Sem capacitação necessária, profissionais dependem - cada vez mais - dos treinamentos corporativos para responder às demandas do trabalho

Há pouco mais de dez anos, após o clássico estudo da McKinsey sobre a guerra de talentos, as empresas começaram a atentar para aquilo que seria um dos seus maiores desafios nos anos seguintes: escassez de gente. Passado esse tempo, o que era tendência não só se firmou como realidade, mas trouxe também outro peso para os gestores de pessoas — a formação desses profissionais. Mais do que a falta de gente, o mundo do trabalho moderno passou a exigir competências que os profissionais não possuem. E cabe — cada vez mais — às empresas se virarem para tentar suprir essas lacunas. 

Uma pesquisa realizada pelo Economist Intelligence Unit (EIU), a pedido das empresas globais Dell e Fedex, com 192 executivos seniores da América Latina, mostrou o quanto as organizações vêm sofrendo com a falta de habilidades de seus funcionários — que vão das técnicas até as sociais. Segundo a pesquisa, pensamento crítico, comunicação oral e escrita e habilidades pessoais encabeçam a lista de qualificações que faltam nos países latinos. 

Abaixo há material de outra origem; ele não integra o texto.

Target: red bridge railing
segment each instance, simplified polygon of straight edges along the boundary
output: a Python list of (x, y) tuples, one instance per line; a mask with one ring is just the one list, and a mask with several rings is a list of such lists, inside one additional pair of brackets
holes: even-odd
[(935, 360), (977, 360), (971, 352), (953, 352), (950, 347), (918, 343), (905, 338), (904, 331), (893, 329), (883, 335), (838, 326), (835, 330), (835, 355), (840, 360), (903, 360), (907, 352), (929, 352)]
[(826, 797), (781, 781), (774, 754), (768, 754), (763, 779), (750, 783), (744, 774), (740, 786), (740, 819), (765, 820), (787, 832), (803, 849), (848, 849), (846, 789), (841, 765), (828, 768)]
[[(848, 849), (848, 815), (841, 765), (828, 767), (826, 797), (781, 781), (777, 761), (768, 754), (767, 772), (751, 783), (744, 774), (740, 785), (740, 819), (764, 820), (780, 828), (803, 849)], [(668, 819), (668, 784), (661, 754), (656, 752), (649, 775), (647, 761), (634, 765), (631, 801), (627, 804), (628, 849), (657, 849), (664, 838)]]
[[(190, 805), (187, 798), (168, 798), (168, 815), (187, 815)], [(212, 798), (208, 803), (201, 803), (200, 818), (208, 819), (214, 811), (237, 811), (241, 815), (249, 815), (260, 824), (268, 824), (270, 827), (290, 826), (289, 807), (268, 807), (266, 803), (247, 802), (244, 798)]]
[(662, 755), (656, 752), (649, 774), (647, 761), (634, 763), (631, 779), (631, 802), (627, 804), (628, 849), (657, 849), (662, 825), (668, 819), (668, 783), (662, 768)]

As competências técnicas, como o domínio do inglês, da matemática e da tecnologia, também são deficiências costumeiramente encontradas pelos gestores de recursos humanos. A fabricante de computadores Dell, por exemplo, não consegue muitas vezes completar suas vagas, pois não encontra pessoas com nível de inglês suficiente para os cargos.
 
"A procura pelo aperfeiçoamento da língua inglesa no Brasil tem aumentado, mas não na velocidade em que o mercado está demandando", afirma Paulo Amorim, diretor de RH da Dell. Para minimizar essa carência, a empresa tem aumentado as fontes de procura, baixado o nível de exigência da fluência e, principalmente, fornecido treinamentos internos.
Diante desse cenário desanimador, as empresas não têm muitas alternativas — precisam tomar o problema para si e criar mecanismos próprios para elevar o nível de seus funcionários.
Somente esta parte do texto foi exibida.